Del mismo modo, en el plano de las relaciones amorosas, el encuentro con el cuerpo del otro pone en juego no sin angustias lo que le falta a uno para ser suficientemente amado por el otro. Y esa insuficiencia, inherente al mismo tiempo a la causa por la cual amamos, es la que contiene lo inevitable de la distinción entre un ser y otro. A la hora de amar sabemos, que la diferencia sexual no tiene valor alguno: un hombre puede amar a otro hombre; una mujer del mismo modo; pero en ninguna combinatoria se logra la satisfacción suprema porque la distinción, eso que nos falta a cada ser humano para el ideal de completud, la obstaculiza.
De allí que muchas veces con cierto humor decimos, que se ama en la medida de lo de femenino que uno tiene. Y esto es verdadero, porque allí estamos afirmando, que hay distinción sexual y que ella corresponde a lo siguiente: no a que al sexo femenino se le deba un lugar de reivindicación; sino por el contrario, le debemos su lugar, porque inscribe la valoración privilegiada vehiculizada por una mujer para todo sujeto, y es aquello que la hace no diferente, sino distinta por vehiculizar eso que falta. Esa falta, que es inherente a todo sujeto del género que se trate y en cualquiera de las modalidades soportables del goce.
En definitiva y en primer lugar, no habría diferencia sexual sin la percepción que encuentra al vacío allí donde se esperaba encontrar algo. Y es de aquí que se puede comprender, que lo fundamental del porvenir de una ilusión de completud, sea su caída.
Pero nos faltaría un paso más: la insistencia de la apuesta del discurso de la época que re- inaugure a la sexualidad en otra dimensión que la de la anatomía.
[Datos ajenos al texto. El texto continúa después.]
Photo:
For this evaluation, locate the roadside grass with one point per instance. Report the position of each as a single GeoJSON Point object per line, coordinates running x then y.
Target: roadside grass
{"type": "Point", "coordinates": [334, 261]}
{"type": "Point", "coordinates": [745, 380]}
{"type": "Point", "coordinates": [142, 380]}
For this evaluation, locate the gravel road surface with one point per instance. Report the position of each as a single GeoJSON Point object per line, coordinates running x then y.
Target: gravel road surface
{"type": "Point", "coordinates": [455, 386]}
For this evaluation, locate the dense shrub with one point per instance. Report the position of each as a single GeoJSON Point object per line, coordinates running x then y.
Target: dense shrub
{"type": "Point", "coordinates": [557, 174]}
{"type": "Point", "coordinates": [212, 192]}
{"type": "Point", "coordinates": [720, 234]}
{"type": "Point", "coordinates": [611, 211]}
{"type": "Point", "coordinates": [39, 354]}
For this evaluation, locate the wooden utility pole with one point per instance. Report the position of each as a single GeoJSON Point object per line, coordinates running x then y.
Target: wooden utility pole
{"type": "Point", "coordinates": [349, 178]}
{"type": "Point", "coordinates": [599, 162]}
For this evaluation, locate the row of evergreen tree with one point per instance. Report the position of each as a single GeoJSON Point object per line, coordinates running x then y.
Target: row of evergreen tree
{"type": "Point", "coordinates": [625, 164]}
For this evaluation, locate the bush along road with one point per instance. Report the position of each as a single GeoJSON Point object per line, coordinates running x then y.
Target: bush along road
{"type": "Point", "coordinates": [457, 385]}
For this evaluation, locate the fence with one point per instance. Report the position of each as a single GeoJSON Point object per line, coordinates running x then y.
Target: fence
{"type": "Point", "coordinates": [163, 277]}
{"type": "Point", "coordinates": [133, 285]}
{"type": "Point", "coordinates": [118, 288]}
No siendo así, los sujetos quedan a expensas del golpe de la invención psicótica, el suicidio, o la felicidad alucinógena.
…no habría diferencia sexual sin la percepción que encuentra al vacío allí donde se esperaba encontrar algo.
En este sentido estamos en condiciones de responder a Foucault y a sus seguidores, que no hay posibilidades de destinar nada a la periferia, sin costos psíquicos.
Por el contrario y fundamentalmente, es gracias a esa distinción vigente e inevitable, que es posible habitar este mundo conviviendo con la tolerancia a las diferencias ideológicas, sexuales, raciales, religiosas, de género; y pretendiendo igualdades de derechos civiles.